I should mention Stan and James’ superb performances. They transform themselves into their characters. He’s all tattoos, earrings, nipple piercing, goatee, eye-liner and constant shirtlessness. I no longer saw the protagonist of The Falcon and the Winter Soldier, but a rock star. She’s all bleached hair, bronzed skin, and perfectly sculpted arms and legs. There’s no trace of the British actress whose career skyrocketed after Downton Abbey; she’s simply Pam.
Pam & Tommy is a good portrait of the decade it depicts. There’s a grunge version of the ‘90s that has been captured in Yellowjackets. And then there’s a more mainstream and even sleazy version of the ‘90s that’s perfectly encapsulated here.
I could write a whole piece on this show’s music. I feel it was chosen not only to faithfully sketch the soundscape of the period but also to contrast with Mötley Crüe’s brand of glam rock.

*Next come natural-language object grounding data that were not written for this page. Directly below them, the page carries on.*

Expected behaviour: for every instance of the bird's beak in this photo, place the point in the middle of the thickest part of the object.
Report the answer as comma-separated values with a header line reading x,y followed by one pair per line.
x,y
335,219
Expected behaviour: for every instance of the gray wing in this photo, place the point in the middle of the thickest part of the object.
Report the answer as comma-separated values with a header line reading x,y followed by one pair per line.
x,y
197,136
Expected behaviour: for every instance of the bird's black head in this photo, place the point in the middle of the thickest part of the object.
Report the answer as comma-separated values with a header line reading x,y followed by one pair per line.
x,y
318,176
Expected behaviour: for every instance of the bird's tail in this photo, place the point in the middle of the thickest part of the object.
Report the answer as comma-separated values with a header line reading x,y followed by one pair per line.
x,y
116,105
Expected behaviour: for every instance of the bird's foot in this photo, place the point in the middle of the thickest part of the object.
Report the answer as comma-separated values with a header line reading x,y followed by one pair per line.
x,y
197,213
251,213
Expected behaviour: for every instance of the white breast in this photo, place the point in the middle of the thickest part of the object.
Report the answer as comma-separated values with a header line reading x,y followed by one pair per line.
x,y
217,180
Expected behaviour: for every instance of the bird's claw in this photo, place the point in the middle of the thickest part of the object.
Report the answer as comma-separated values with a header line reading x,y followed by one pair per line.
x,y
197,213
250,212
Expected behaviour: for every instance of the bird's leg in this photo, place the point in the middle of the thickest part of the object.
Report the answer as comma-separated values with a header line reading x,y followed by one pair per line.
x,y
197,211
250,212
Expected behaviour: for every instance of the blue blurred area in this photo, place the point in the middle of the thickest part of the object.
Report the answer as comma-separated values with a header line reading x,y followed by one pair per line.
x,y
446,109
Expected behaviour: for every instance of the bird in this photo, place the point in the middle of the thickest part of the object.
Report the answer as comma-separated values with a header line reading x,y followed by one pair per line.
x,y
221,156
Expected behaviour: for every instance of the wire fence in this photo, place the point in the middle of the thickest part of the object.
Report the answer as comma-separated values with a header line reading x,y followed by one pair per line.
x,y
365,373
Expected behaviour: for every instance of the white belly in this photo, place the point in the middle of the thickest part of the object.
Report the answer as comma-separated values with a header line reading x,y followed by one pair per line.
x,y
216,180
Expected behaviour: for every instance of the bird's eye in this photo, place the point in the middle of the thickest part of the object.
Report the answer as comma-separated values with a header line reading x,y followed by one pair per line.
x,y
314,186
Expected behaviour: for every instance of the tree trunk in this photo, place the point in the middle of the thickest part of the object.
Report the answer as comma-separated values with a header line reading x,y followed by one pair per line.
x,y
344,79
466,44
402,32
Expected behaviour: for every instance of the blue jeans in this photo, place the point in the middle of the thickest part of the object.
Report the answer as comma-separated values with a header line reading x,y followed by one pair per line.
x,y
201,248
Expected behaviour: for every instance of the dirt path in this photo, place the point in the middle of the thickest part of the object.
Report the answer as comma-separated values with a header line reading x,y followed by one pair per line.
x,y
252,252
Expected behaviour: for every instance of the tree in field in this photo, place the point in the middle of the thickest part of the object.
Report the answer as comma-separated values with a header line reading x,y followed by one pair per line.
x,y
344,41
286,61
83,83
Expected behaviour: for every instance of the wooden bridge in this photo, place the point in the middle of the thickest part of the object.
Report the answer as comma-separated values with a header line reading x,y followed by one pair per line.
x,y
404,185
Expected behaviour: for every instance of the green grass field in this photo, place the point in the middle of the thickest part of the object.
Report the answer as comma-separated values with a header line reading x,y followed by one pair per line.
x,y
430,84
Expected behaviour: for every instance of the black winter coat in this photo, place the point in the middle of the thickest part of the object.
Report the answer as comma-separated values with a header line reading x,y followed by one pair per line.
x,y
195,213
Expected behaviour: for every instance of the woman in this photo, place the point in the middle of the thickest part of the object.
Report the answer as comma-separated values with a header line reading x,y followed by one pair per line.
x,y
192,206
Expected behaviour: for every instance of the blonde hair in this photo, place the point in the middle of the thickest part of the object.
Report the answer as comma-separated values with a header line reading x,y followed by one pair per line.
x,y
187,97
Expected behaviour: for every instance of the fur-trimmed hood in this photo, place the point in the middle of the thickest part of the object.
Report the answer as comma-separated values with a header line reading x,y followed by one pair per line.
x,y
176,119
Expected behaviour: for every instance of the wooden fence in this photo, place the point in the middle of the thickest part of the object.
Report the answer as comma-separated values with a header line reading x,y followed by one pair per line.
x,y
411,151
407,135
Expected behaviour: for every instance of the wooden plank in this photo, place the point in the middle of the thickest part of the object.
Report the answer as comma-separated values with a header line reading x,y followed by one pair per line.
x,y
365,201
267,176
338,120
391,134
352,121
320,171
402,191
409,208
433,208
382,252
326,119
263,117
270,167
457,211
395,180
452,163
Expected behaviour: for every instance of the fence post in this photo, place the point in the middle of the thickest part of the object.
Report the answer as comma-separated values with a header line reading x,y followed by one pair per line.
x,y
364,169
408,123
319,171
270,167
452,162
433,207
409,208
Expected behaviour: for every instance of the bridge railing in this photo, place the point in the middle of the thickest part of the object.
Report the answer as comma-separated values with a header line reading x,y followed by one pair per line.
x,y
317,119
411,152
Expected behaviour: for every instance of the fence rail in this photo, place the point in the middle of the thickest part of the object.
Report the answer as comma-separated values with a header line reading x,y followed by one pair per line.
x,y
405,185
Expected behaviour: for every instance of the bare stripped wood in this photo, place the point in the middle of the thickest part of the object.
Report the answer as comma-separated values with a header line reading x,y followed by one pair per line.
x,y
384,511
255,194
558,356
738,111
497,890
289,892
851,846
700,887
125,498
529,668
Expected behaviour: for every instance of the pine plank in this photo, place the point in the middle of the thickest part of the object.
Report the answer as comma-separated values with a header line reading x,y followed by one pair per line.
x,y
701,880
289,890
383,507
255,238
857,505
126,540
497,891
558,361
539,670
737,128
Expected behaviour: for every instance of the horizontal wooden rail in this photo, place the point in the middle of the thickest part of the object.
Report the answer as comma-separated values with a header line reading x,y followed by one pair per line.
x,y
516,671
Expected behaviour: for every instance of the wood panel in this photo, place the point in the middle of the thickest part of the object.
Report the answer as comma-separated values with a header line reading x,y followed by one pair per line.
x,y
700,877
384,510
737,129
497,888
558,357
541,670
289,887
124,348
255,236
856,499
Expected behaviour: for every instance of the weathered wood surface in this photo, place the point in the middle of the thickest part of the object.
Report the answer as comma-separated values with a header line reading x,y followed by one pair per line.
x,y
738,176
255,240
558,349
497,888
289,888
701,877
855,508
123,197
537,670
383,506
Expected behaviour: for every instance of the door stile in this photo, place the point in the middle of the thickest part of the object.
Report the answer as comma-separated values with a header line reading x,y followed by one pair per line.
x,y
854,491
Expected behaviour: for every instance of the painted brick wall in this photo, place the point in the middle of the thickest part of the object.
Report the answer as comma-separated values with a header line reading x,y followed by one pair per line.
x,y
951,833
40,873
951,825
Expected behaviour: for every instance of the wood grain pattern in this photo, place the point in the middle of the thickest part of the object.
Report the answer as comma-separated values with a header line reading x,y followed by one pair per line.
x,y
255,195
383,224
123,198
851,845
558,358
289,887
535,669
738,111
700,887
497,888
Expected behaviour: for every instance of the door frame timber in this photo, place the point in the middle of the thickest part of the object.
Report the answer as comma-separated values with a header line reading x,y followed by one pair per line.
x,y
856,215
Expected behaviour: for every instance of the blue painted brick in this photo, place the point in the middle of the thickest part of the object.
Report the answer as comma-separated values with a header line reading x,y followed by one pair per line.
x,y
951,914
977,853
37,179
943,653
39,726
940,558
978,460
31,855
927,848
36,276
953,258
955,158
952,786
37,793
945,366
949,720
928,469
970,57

You’ll hear the indie pop sounds of The Cardigans (“My Favorite Game,” “Lovefool”), 4 Non Blondes (“What’s Up?”) and Alanis Morisette (“You Oughta Know”); the electronic beats of Fatboy Slim (“Praise You”); and the punk side of Iggy Pop (“Real Wild Child”).
By the end of Pam & Tommy, I couldn’t help but wonder how different Anderson’s career would have been had the world not decided to judge her for a sex tape she never gave permission to first release. I also pondered how things between Anderson and Lee could have been had their lives not been thrown into the most stressful of situations.